Postoperative chemotherapy is based on tumor pathological examination results. If more than 90% of tumor cells are necrotic, it means that the preoperative protocol can be continued, if less than 60% of cancer cells are necrotic, it is appropriate to develop a protocol with other drugs instead. The duration of continuous chemotherapy is 8 to 12 months.
(1) Radiation therapy technique
Implementation of radiation therapy requires well-fixed body position and meticulous treatment plan design. To reduce distal limb edema and constrictive fibrosis, it is important to use individually tailored monolithic metal blocks or multileaf collimator field shaping, as well as to protect the limb with a certain skin zone band (1.5-2.0 cm wide if possible) to be irradiated.
Designing a treatment plan based on CT or MRI imaging data as well as the appropriate use of electron beams can improve the effectiveness of treatment.
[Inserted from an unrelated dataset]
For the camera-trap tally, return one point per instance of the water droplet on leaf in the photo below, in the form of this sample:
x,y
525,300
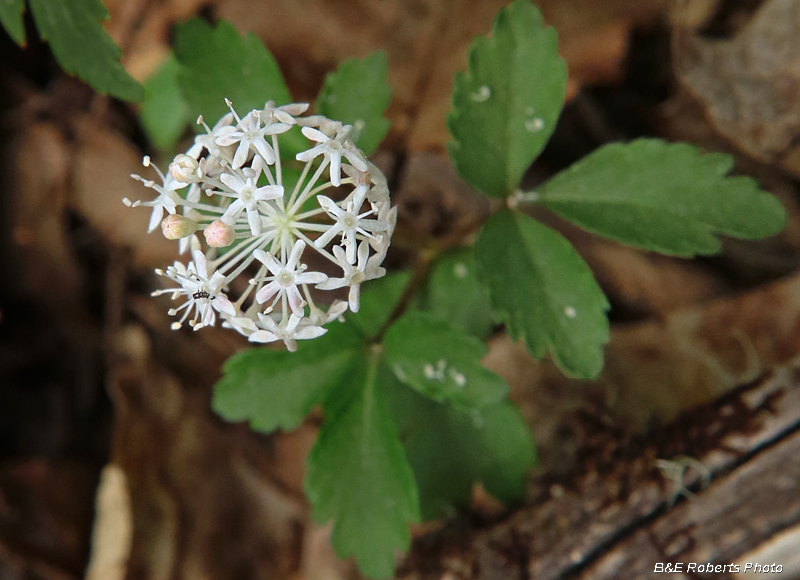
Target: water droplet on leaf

We always recommend the use of high-energy particle beam irradiation because bone tumors are generally considered to be less sensitive to radiation. The site of the lesion often requires a sharp-edged beam collimator to avoid serious side effects (e.g., lesions at the skull base).
For osteosarcoma, a variety of radiotherapy treatments have been clinically investigated.
1) Using a combination of arterial infusion chemotherapy plus radiation (46Gy, 2-3Gy/dose), a clinical trial performed in combination with multiple treatment centers showed a local control rate of 98.5% in the entire group of 66 patients, 60 of whom were first treated with limb-preserving surgery.
(2) The local control rate was 81% in 21 patients treated with accelerated hypofractionated irradiation with or without chemotherapy palliation, and a local control rate of 92% was reported in 13 patients treated radically with a combination approach.
(3) Intraoperative radiotherapy (IORT) of 50-60 Gy with or without preoperative chemotherapy can achieve similar local control rates.
(4) For pulmonary metastatic lesions, experimental observation of radiotherapy alone or combined chemotherapy has been ongoing.
(2) Prognosis
Prognosis is related to tissue type, primary site, tumor size at diagnosis, and metastatic status. The prognosis of fibroblast type is better than the other two types, and the distal bone is better than the proximal bone. The survival rate of the original single-agent low-dose chemotherapy is only 20%, but now the 2-year survival rate of preoperative and postoperative high-dose combination chemotherapy has reached 70%-90%.
(3) Treatment complications
The side effects of radiotherapy on bone are directly related to the irradiation dose and volume, and negatively related to the age of the patient at the time of treatment. Clinically significant developmental abnormalities can be seen in infants and children as early as 6 months and 1 year after treatment, respectively. The scoliosis caused by radiation to the vertebral body is not too pronounced and is often compensated by the tilt of the pelvis. The irradiated bone is more susceptible to infection, fracture and necrosis due to changes in small blood vessels caused by radiation.